Screen-space viewport picking (GPU-based raycast alternative)

Apologies in advance for a potentially long-winded post that explores the limitations of raycasting in Blender, and a high level technical proposal for a solution.

At my studio we have written a lot of internal scripts and addons, and many use raycasting to interact with the objects and elements in the scene. This is always an area I have felt that Blender falls short of other DCC apis- because there are multiple raycast methods available to us and they all have their own unique limitations that we end up having to write hacky workarounds for. I have spent a lot of time working with raycasting in bpy, so here are a handful of my complaints (before I get to the proposed solution):

BVH raycast:

  • very fast, but requires a BVH tree to work, which is extremely slow to build on dense geometry, and has to be built for each object you want to hit (so a viewport-wide raycast is generally out of the question in a production environment like ours).
  • It hits geometry that is invisible (backfaces when they are being culled, hidden faces), forcing ‘penetration re-casting’ which adds additional recursive logic and complexity.
  • cannot raycast to non-mesh objects, or meshes that have no faces.
  • when picking from a viewport you have to take near/far camera clipping planes into consideration to avoid hitting faces that are culled due to clipping (it’s possible, for example, to raycast from the camera and accidentally hit a face that is clipped by the near plane if you did not offset your starting point to accomodate the near plane)

Scene raycast:

  • very fast
  • can’t raycast to unevaluated geometry, forcing you to disable modifiers, raycast, then re-enable them.
  • doesn’t work in edit mode without first pushing edit mode changes to mesh data (which is very slow).
  • hits objects that are not part of the local view, forcing you to hide objects you do not want to hit (likely everything not in local view).
  • cannot raycast to non-mesh objects, or meshes that have no faces.
  • when picking from a viewport you have to take near/far camera clipping planes into consideration to avoid hitting objects that are culled due to clipping

Recently I had some downtime and started thinking of alternatives to circumvent these limitations and may have come up with an idea worth experimenting with and thought that I would post it here for discussion.

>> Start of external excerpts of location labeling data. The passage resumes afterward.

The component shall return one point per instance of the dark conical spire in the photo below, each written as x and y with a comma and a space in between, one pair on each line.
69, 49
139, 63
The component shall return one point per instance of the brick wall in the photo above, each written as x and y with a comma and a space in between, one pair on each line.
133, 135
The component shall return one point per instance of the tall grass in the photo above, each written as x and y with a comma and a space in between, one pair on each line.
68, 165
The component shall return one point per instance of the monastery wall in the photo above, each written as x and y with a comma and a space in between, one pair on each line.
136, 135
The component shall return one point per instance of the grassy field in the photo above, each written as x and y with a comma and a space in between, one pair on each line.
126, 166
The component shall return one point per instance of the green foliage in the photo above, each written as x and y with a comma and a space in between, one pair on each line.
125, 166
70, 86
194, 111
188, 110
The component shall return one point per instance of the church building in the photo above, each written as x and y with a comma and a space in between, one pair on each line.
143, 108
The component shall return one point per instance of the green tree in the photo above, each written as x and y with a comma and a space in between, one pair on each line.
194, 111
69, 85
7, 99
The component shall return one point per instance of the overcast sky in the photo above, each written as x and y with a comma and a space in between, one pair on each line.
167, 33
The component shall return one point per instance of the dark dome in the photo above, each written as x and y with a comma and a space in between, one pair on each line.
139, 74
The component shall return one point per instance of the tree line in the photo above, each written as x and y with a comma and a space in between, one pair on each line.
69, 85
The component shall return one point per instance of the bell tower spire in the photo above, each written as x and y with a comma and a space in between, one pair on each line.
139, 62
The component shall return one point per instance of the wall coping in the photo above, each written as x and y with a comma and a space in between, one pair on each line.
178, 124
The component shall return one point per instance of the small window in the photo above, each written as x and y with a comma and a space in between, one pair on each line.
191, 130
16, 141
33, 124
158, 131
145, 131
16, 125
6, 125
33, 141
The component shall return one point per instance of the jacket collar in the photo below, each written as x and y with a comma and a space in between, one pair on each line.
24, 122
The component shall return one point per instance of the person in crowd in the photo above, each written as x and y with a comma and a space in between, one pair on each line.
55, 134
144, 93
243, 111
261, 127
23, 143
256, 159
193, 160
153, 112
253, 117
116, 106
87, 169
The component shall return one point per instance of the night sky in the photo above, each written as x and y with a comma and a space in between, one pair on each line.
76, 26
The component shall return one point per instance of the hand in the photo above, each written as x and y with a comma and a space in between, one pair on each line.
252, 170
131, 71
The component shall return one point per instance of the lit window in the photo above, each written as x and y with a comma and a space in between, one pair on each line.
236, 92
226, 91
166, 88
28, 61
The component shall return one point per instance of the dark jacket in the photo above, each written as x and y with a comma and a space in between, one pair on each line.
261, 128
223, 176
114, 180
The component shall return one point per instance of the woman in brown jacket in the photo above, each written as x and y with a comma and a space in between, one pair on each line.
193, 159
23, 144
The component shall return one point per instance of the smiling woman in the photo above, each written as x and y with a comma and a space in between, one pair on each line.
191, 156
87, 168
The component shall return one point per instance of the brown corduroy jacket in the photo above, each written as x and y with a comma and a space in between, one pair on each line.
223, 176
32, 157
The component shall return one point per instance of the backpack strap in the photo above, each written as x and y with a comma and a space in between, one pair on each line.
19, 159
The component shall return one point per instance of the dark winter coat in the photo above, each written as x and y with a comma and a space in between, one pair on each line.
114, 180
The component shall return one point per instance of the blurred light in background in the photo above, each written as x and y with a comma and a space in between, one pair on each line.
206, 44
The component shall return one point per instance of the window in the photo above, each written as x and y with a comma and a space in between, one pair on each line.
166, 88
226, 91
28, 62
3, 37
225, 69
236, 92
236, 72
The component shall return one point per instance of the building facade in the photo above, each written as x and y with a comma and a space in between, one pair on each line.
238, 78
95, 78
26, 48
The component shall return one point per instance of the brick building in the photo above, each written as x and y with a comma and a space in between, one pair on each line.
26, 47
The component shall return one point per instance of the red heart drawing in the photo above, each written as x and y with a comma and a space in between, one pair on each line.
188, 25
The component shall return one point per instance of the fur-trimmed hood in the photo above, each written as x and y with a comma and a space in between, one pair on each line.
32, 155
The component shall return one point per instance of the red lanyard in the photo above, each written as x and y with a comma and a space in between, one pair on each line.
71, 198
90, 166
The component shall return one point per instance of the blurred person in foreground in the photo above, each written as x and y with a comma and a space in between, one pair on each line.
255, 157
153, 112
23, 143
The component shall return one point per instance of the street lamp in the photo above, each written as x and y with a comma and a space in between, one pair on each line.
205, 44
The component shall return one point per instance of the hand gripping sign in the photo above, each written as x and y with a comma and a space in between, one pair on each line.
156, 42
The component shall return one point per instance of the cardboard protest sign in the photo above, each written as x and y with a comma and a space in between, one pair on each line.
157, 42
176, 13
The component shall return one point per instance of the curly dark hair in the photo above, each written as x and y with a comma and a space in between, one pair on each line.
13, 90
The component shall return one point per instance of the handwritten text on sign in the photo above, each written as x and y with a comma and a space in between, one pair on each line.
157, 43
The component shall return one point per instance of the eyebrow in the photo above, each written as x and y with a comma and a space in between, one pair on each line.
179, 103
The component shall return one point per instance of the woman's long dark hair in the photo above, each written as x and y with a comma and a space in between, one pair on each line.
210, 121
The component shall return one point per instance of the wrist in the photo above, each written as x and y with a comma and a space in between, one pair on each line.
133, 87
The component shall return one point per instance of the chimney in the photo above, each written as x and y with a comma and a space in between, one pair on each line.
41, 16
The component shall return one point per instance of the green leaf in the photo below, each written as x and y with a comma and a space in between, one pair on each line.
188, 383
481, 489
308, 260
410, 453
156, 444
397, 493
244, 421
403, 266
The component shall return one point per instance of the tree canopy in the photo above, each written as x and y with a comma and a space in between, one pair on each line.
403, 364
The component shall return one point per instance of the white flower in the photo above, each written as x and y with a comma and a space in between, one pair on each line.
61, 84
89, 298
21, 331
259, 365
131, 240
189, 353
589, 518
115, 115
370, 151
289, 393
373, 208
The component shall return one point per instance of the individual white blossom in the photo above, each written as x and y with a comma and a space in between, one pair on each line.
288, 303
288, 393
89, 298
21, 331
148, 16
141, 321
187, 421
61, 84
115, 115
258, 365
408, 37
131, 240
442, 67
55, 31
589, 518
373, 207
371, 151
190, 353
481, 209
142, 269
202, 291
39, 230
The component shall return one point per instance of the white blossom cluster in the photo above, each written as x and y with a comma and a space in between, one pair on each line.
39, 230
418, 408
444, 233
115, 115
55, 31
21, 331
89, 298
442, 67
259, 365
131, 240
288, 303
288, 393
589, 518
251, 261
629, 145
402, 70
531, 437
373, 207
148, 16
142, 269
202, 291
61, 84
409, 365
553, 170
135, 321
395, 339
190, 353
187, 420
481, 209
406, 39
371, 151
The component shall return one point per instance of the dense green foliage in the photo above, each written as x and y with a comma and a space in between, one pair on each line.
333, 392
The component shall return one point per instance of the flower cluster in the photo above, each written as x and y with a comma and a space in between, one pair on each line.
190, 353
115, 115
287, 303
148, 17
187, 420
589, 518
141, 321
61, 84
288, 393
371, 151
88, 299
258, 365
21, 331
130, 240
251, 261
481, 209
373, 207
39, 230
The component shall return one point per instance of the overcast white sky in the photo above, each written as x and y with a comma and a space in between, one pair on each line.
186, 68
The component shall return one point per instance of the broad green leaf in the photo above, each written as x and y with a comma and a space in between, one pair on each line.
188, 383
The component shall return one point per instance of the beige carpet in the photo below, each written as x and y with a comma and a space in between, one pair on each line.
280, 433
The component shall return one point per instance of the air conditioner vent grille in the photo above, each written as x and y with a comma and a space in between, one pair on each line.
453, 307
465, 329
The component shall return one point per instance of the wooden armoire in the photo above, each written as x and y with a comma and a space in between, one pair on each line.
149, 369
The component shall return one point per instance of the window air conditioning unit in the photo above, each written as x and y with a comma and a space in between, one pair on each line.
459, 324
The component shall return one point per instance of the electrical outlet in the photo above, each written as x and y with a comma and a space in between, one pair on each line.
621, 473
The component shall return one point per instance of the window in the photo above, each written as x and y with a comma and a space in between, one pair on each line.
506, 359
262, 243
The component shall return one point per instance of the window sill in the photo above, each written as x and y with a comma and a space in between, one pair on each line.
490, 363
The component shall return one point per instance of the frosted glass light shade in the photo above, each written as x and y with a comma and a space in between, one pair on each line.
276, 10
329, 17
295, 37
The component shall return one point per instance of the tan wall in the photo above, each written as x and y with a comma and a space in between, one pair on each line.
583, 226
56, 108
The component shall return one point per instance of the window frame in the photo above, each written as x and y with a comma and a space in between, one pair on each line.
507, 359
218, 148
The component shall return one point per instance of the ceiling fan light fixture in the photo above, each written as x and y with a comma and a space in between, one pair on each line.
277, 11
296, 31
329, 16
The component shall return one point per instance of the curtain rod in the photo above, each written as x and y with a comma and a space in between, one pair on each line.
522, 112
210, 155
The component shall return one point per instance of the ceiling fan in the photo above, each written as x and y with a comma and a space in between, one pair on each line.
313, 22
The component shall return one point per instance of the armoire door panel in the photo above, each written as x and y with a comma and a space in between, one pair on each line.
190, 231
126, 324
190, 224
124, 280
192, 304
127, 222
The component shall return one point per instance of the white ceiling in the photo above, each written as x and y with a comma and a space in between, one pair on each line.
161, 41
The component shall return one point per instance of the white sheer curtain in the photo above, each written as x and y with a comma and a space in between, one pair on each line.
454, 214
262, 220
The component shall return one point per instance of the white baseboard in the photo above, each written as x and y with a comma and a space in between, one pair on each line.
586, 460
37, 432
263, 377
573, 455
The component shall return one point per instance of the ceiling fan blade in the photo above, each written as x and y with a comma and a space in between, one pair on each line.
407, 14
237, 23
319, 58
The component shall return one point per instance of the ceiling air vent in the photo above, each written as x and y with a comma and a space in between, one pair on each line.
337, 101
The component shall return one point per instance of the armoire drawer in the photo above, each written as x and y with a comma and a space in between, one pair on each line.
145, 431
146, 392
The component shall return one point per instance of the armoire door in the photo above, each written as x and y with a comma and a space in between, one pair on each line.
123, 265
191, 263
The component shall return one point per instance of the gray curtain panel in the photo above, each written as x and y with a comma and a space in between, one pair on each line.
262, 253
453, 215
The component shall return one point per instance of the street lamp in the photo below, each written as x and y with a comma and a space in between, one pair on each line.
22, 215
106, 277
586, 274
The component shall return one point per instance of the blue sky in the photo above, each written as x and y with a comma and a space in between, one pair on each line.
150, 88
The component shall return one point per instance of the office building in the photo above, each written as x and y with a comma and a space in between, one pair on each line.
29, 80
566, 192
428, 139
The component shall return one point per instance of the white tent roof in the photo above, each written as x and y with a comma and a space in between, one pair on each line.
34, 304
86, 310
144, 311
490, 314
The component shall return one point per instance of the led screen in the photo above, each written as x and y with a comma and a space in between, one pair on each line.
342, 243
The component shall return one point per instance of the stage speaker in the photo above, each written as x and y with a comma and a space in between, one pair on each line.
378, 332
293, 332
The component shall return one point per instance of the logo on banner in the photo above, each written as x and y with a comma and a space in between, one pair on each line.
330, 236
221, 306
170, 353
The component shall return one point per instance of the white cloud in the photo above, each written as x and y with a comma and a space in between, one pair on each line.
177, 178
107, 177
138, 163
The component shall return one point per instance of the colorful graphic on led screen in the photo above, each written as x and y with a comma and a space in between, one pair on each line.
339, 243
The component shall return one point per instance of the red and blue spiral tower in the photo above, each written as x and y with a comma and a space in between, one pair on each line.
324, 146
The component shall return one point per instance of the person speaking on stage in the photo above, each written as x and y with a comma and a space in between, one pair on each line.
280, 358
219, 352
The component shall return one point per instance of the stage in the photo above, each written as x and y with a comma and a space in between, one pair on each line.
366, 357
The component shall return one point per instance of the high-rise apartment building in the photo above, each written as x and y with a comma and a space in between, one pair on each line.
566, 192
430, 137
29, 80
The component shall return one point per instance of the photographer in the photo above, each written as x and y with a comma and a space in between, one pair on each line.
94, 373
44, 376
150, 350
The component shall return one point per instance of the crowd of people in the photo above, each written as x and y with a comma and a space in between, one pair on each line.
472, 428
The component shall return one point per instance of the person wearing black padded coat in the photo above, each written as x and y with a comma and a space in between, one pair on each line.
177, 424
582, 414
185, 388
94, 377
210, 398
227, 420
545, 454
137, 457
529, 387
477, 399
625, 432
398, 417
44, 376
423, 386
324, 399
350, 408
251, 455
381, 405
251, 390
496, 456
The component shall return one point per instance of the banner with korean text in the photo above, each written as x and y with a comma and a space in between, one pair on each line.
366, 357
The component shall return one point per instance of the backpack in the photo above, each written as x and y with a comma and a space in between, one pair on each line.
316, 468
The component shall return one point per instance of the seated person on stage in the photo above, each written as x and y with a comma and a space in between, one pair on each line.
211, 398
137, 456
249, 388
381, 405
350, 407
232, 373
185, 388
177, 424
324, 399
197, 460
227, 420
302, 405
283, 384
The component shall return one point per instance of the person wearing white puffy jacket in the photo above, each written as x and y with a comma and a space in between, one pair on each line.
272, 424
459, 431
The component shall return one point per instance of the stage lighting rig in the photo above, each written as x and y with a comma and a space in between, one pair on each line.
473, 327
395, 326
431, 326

There are many uses for raycasting, but by far the most common use-case for raycasting is viewport picking. Take screen space coordinates, return the object or element directly under those coordinates. And in most (if not all) of these situations, you want a ‘what you see is what you get’ picking scenario- so things that are not visible should not be available for picking.

My proposal is for a GPU-based screen space picking solution- map each object or element to a color and write that color to an offscreen texture. Then use screen coordinates to look up the texture and return the object or element visible at that pixel based on the color that was found. My gut tells me this would be extremely fast, since you’re essentially just using a shader to write a solid color to an offscreen texture. Obviously this introduces a potentially large additional texture to VRAM depending on screen resolution, but I honestly think that a smaller buffer could be used (half the viewport size, maybe less). A drop in the bucket really…

One argument might be- why not just elminiate the need for this type of solution by finding out why raycasting is slow and make it faster, or why not introduce new options to allow for circumvention of the various ‘downsides’, and it really comes back to that ‘general use case’ in my opinion: 90% of the time, when a python developer needs to raycast they are interested in viewport picking. As it currently exists, raycasting from one arbitrary point to another works great- but it’s far too generic for what most people want to use it for and it introduces a lot of technical burden to studios that need robust viewport picking for their pipelines.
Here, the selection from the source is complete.